While GenAI is becoming a vital tool in enterprises’ digital transformation, many are grappling with balancing its promise with practical execution. These barriers reflect the complexity of transitioning from experimental use cases to reliable AI solutions.
The latest to bear this out is an Economist Impact study, which showed that 91 per cent of Asean enterprises are using GenAI in at least one functional area of their operations. However, despite the widespread adoption, only 32 per cent of these businesses believe that their GenAI applications are ready for full-scale production.
The findings, released two days ago, was based on a survey of 1,100 technical executives, data engineers, data scientists and architects across the world.
For Asia-Pacific organisations, it found that key challenges impeding GenAI adoption were high implementation costs (40 per cent), a shortage of skilled talent (38 per cent), governance challenges (38 per cent), and issues with output quality (33 per cent).
However, Asean companies believe in the value of AI, with only 18 per cent of the region’s respondents believing that AI is overhyped, and 99 per cent expecting GenAI adoption across both internal and external use cases by 2027.
This concurs with worldwide trends, with global AI spend expected to reach US$1 trillion in the next few years, according to an earlier Goldman Sachs report.
For Asean, the Economist study reveals that 77 per cent of the region’s respondents see the technology as crucial to their long-term goals. Despite the momentum, 37 per cent believe investment across technical and non-technical domains is insufficient.
Seventy-four per cent of Asean businesses train their large language models (LLMs) with enterprise data, making them leaders in data intelligence.
In contrast, general-purpose LLMs without contextual enterprise data continue to be used by nearly half of data scientists (49 per cent) throughout Asia-Pacific. These general-purpose models often lack the quality, governance, and evaluative capabilities that enterprise-specific data can bring.
In terms of use cases, Asean organisations expect to use different models and tools in their agent systems, including open source and proprietary technologies, to drive better performance. Some 94 per cent expect to deploy open source AI models by 2027.

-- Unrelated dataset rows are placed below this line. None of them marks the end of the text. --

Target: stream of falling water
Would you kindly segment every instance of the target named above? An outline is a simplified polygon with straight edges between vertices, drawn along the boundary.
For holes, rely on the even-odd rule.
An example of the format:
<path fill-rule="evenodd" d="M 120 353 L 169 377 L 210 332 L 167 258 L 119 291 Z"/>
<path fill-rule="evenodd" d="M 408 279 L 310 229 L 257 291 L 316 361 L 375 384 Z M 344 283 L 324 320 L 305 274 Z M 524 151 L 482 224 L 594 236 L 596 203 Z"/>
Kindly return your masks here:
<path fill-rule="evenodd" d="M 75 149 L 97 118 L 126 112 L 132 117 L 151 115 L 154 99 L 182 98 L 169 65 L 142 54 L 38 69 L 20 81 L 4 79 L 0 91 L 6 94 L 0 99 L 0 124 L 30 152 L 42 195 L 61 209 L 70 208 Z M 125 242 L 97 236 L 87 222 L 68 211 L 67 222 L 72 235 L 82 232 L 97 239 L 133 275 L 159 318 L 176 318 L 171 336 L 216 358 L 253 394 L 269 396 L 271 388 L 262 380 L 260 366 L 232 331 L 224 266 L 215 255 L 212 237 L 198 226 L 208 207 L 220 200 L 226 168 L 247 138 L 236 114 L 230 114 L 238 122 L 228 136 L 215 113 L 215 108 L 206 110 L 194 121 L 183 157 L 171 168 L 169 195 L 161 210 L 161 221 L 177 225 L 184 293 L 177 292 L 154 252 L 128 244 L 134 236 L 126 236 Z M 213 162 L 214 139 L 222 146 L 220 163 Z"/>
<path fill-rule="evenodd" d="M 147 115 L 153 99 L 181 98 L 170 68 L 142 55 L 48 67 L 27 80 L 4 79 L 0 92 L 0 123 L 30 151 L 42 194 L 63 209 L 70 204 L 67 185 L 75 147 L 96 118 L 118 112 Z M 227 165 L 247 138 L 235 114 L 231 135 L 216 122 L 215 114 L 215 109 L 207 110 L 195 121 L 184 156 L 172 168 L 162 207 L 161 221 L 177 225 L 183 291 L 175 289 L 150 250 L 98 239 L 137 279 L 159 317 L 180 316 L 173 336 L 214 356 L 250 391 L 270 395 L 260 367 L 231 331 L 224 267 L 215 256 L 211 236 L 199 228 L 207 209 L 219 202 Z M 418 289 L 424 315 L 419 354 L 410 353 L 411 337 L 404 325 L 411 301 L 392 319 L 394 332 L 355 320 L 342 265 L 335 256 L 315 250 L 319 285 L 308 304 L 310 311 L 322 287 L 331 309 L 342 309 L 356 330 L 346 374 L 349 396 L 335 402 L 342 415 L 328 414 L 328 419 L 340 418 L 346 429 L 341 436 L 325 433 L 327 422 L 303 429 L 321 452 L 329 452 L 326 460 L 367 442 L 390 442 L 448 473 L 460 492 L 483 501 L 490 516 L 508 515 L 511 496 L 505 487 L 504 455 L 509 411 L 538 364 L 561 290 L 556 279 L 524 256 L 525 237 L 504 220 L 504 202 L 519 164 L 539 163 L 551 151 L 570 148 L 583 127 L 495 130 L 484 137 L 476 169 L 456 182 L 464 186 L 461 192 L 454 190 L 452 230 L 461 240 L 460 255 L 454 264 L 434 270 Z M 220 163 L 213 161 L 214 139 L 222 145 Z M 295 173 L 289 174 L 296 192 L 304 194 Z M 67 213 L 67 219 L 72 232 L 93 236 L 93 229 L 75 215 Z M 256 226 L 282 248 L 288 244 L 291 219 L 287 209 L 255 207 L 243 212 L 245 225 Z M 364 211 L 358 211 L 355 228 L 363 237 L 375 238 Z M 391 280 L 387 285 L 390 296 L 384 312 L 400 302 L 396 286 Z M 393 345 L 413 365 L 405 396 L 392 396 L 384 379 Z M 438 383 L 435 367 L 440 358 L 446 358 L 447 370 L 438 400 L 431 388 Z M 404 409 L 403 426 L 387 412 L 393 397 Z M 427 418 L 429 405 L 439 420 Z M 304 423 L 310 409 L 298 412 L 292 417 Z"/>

Notably, a minority or 20 per cent of Asean respondents say that their organisation’s data and AI governance are sufficient. Enterprises struggle with fragmented data estates, which complicate discovery, access permissions, data usage, audits and sharing. To comply with changing AI regulations, it is also essential to govern AI models and tools.
“It’s clear that AI is becoming an integral part of every business, and the technology is emerging as a critical driver of business growth,” said Cecily Ng, vice president and general manager for Asean at data and AI company Databricks, which sponsored the Economist Impact report.
“Yet enterprises remain cautious, balancing ambition with concerns around quality, cost, and implementation,” she added.
For many organisations, the real value of AI comes when the technology is unleashed on their own proprietary data to develop data intelligence, said Tamzin Booth, editorial director of Economist Impact.
“That data intelligence is even more valuable in an increasingly unpredictable world,” she said. “To drive the algorithm advantage they’re seeking, it’s clear enterprises must address significant challenges with producing high-quality outputs, identify ways to evaluate performance and governance with large AI models, and work out how to effectively connect AI to the workforce.”